Marc D. Price, DO, with Family Medicine of Malta in New York State, is happy with his electronic health record (EHR) software but admits he has complaints.
Among them is being charged for functions he needs to meet insurance and government regulations.
It’s a lesson learned – and something he said he’ll know to ask about next time he selects a new EHR.
Not all EHRs or vendors offer the same features and services, nor does each EHR work well for every practice, so health IT experts said physicians need a good list of screening questions as they make their selection.
HealthIT.gov offers an extensive list of factors to consider when contracting with a new EHR vendor
. In addition, several healthcare leaders offered their top questions to ask:
• Is the system 2015 certified?
EHRs that are 2015-certified will meet quality reporting requirements are essential for participating in the Merit-based Incentive Payment System (MIPS) and Advanced Alternative Payment Models (APM) payment tracks under Medicare reimbursement reform. But Steven E. Waldren
, MD, director of the American Academy of Family Physicians’ Center for Health IT, said physicians should also ask “How would I, as a client of yours, be able to fulfill the requirements of and be successful under MIPS?” and “Can you show me how your system will actually work under MIPS?” He said these require vendors to detail how responsive and intuitive their EHRs will be under the new requirements.

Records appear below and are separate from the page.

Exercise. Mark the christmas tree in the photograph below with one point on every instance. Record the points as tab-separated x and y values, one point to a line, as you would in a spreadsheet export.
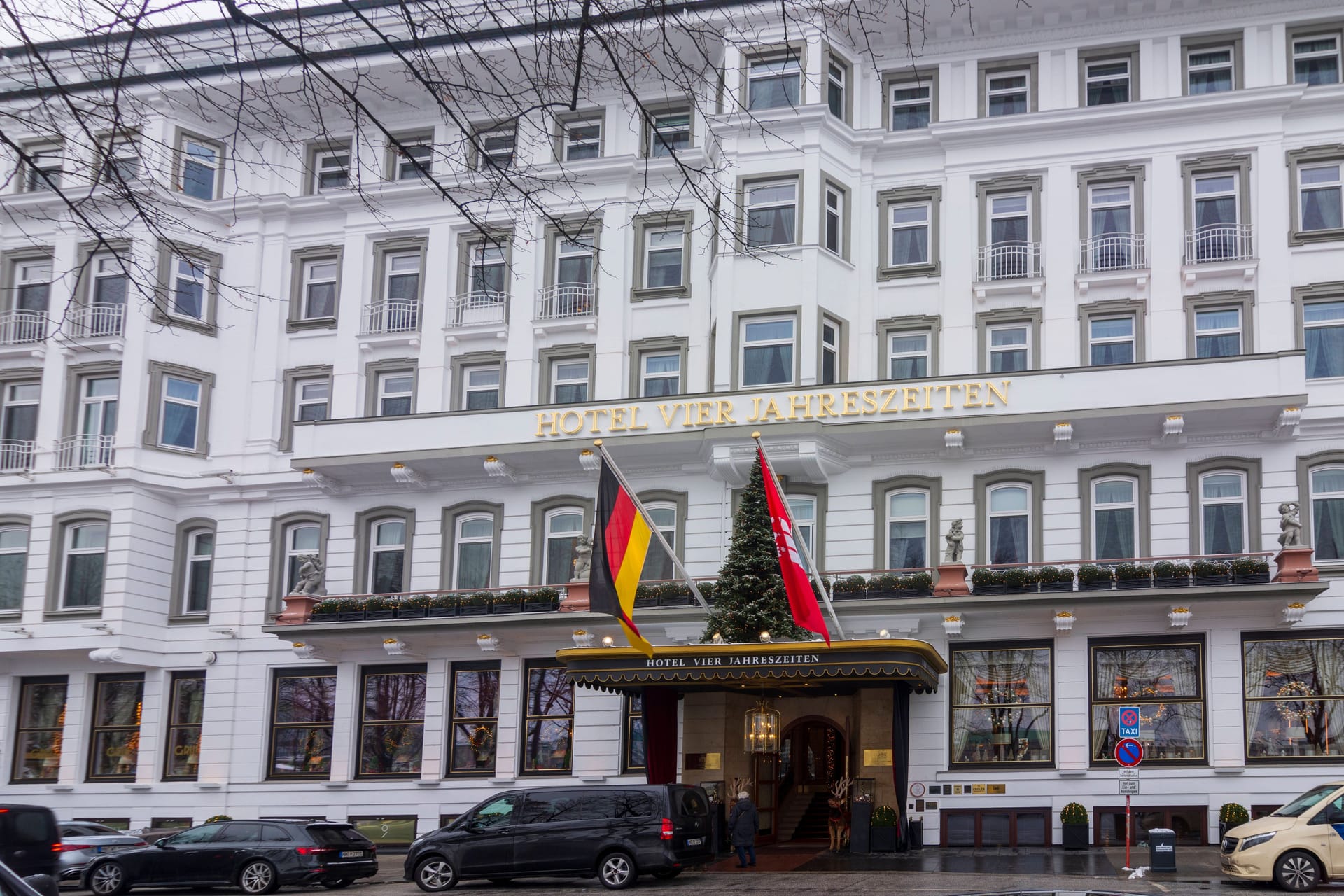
750	597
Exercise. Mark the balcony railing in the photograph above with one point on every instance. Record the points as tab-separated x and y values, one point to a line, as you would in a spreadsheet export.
17	456
1113	251
1218	244
1009	261
96	321
472	309
391	316
83	451
566	300
20	328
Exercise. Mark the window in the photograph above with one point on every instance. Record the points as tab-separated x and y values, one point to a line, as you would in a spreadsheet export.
476	718
387	556
564	527
768	351
200	561
115	732
1209	70
1009	524
179	413
200	171
1002	706
475	552
834	225
549	718
186	713
482	387
396	393
302	723
1166	681
911	104
1110	340
14	566
1218	332
907	530
1327	512
660	374
1009	348
582	139
1107	81
1008	93
41	731
772	214
1222	512
391	723
84	564
774	83
1316	59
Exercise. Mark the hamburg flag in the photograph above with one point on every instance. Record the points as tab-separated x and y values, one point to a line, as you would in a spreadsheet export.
803	602
620	546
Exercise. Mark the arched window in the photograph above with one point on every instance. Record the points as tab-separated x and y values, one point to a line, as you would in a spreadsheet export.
1114	519
1222	511
1009	523
907	530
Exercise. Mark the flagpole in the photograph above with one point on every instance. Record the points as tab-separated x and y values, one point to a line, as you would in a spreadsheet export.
800	542
654	528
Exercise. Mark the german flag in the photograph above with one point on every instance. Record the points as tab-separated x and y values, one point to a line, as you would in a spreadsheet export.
620	545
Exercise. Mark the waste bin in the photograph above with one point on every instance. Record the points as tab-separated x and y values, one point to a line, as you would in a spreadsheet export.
1161	849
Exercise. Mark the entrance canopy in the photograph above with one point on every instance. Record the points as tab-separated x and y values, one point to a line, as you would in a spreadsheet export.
797	668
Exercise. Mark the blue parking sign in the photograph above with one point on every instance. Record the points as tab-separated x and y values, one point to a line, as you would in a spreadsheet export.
1129	722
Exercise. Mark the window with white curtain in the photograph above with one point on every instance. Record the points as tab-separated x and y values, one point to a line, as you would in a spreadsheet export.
907	530
1222	512
1114	519
1009	523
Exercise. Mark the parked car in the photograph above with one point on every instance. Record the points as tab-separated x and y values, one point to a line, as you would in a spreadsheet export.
81	841
255	856
615	833
1296	846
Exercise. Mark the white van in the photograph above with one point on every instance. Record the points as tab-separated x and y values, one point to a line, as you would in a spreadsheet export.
1297	846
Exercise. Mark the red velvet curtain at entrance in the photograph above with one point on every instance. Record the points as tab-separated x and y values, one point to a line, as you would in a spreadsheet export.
660	735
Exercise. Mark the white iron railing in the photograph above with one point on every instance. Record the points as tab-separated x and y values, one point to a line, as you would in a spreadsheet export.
17	456
19	328
1218	244
1113	251
1009	260
393	316
566	300
77	451
96	321
484	307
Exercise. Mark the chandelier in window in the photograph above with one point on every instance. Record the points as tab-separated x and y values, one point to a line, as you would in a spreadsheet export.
761	729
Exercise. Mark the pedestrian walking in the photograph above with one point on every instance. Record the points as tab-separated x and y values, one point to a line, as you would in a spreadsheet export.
743	822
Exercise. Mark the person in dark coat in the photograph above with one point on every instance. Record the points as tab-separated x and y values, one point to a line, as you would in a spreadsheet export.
743	822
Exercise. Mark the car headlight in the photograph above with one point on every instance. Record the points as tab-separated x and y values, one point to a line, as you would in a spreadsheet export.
1256	840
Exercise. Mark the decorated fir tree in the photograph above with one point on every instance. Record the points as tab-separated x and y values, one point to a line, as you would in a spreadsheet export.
750	597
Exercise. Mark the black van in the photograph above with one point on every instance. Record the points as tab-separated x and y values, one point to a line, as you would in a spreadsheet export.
30	840
615	833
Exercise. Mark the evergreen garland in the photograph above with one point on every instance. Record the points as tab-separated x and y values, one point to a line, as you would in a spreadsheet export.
750	597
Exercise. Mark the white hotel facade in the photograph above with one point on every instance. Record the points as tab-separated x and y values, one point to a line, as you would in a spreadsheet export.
1120	226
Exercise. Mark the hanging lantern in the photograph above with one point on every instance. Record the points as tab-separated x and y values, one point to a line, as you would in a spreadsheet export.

• How much customization have other customers needed?
Physicians need to know how well a system functions out of the box, or whether a system needs to be customized to each physician practice before it works well, Waldren said.
• Will you agree to payments based on milestones?
Software contracts often require payments on specific timelines, said Derek Kosiorek, CPEHR, CPHIT, principal consultant at the Medical Group Management Association Healthcare Consulting Group. He advocates for payments based on milestones of implementation instead. Key implementation points are the contract start, successful training of employees, successful testing and successful go-live. This payment structure creates better incentive to get the job done.
• What’s your response time?
Seek out great customer service that’s also delivered quickly. “My EHR gets back to me within five to 10 minutes. You want to have that responsiveness. I’ve heard about others where it takes days to respond,” Price said, adding that it’s wise to ask whether they charge fees for support calls, too. It’s also smart to ask about the vendor’s customer service hours, Kosiorek said.
Next: Three more questions that need to be asked
• What’s your company’s future?
Kosiorek said mergers and acquisitions among EHR vendors can leave physicians without support, so ask potential vendors how they can guarantee that the company and its products will exist in five years.
• Can I see the EHR in use?
Price has had colleagues visit his office to view how his EHR works in day-to-day practice. Such visits provide a more complete picture than a discussion with a sales rep or even a phone call with another physician, he said, as visiting physicians can see, for instance, how many clicks it takes to enter data and how well it integrates into specific workflow practices.
• What happens to the data when I change EHRs again?
This has become a sticking point for many physicians as they switch vendors, with some vendors charging large fees to transfer records into new systems and others facing problems making the data accessible in new systems. So ask vendors how they’ll handle the process, Waldren said, and consider having vendors use a third-party provider to escrow the data through the life of the EHR contract. That helps ensure that the data will remain available to the physician when he or she parts ways with the vendor.